Por su Hijo, Dios eligió a María por Madre de Cristo Jesús y la hizo Inmaculada aunque nadie lo sabía. Tampoco ella, humilde “sierva del Señor”, la muchacha de Nazaret hija de Joaquín y Ana que era como las otras jóvenes del pueblo aunque más enamorada del Altísimo que ninguna. Para Él era su alegría, su oración, su trabajo. Para Él los salmos, los himnos, las horas que transcurrían entre los trajines de la casa, el servicio a sus padres, la escucha de la Escritura y la meditación de las cosas de Dios. Ella, la misma que iba por el agua de la fuente, lavaba la ropa, colectaba los frutos de las viñas y pisaba las uvas en el lagar. Cuentan historiadores que en el tiempo de la recolección, las familias enteras se iban a las viñas, a llenar de uvas los enormes canastos, entre júbilo y canciones. Tal vez en alguna de aquellas fiestas multifamiliares, conoció a José, y José la pidió a Joaquín como esposa…

María, la Hija de Sión, el pequeño resto fiel del Israel que ha decidido vivir para el Altísimo, entre el Templo y el pueblo, entre el Señor y los esclavos, entre la tierra y el Cielo.

José

Dispuso el Señor a José para María y para Jesús. Eligió al “varón justo”, al artesano que, todo aquello que toca, lo compone. Como una especie de músico que tañe la armonía de la madera, de los utensilios, de la vida diaria. Un músico que compone en clave de silencio, de trabajo, de contemplación y de oración. Un músico cuyas notas más claras le vienen de la escucha de la voluntad de Dios, de la cercanía con su Espíritu, de sus desvelos por el Hijo.

José, descendiente de David, el retoño de Jesé que acoge en su Casa al prometido Mesías, a Jesús, a Dios que Salva. Aquel que se preguntaba aún antes, y mucho más después de Cristo: “¿Con qué me presentaré al Señor y me postraré ante el Dios de lo alto? ¿Me presentaré delante de Él con holocaustos, con becerros de un año? ¿Se agrada el Señor de millares de carneros, de miríadas de ríos de aceite?”. Y se respondía enseguida, con sencillez: “Él te ha declarado, oh hombre, lo que es bueno. ¿Y qué es lo que demanda el Señor de ti, sino sólo practicar la justicia, amar la misericordia, y andar humildemente con tu Dios?”. Sí, José de la mano de su Niño Dios, es como un retrato de estos versos de Miqueas (6,6-8).

Familias

Sea así, para cualquier familia que quiera participar de la historia apasionante de la Salvación. Es verdad que ya nos ha sido dada, pero el lugar que quieras tener en ella depende de ti: ¡Y qué mejor que ocuparlo en familia! Porque la familia, la familia fuerte que sabe amar, luchar, reír, alabar, orar, servir y perseverar, es aquella que vive por Cristo y para Cristo. Es sólo Él quien hace sagrada a toda familia humana, y a cada uno de los nombres que la forman. ¡Feliz día, queridas familias!

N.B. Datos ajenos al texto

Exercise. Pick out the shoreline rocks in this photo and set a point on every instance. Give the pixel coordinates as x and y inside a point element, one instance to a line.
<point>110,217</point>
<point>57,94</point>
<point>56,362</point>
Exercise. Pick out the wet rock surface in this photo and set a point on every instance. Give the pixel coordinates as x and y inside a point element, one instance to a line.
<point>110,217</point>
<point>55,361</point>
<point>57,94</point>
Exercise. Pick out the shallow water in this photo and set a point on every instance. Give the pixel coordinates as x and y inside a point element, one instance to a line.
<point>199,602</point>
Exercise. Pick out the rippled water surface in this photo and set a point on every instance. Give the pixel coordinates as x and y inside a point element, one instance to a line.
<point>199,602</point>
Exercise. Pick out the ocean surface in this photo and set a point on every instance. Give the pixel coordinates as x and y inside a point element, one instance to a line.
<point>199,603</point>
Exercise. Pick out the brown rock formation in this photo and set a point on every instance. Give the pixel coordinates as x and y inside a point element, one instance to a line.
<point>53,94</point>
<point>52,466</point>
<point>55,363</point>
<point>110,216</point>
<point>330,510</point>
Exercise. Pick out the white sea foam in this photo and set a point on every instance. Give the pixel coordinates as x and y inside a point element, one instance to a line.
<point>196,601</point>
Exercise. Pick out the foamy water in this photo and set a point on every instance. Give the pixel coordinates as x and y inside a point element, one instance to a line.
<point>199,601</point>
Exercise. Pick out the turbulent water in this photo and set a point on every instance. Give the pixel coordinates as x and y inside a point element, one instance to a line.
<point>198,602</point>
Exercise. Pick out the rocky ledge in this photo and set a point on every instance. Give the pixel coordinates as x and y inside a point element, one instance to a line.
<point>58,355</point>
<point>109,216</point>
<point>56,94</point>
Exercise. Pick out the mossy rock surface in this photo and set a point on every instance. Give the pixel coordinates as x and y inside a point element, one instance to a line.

“Como elegidos de Dios, santos y amados, revístanse de compasión, bondad, humildad, mansedumbre, paciencia. Sobrellévense mutuamente y perdónense, cuando alguno tenga quejas contra otro. El Señor los ha perdonado: hagan ustedes lo mismo.

Por encima de todo esto, el amor, vínculo de la unidad perfecta.

Que la paz de Cristo reine en sus corazones: a ella han sido convocados en un solo cuerpo. Sean también agradecidos. La Palabra de Cristo habite entre ustedes en toda su riqueza; enséñense unos a otros con toda sabiduría; exhórtense mutuamente. Canten a Dios, dando gracias de corazón, con salmos, himnos y cánticos inspirados. Y todo lo que de palabra u obra realicen, sea en nombre de Jesús, dando gracias a Dios Padre por medio de Él” (de la segunda Lectura, festividad de la Sagrada Familia).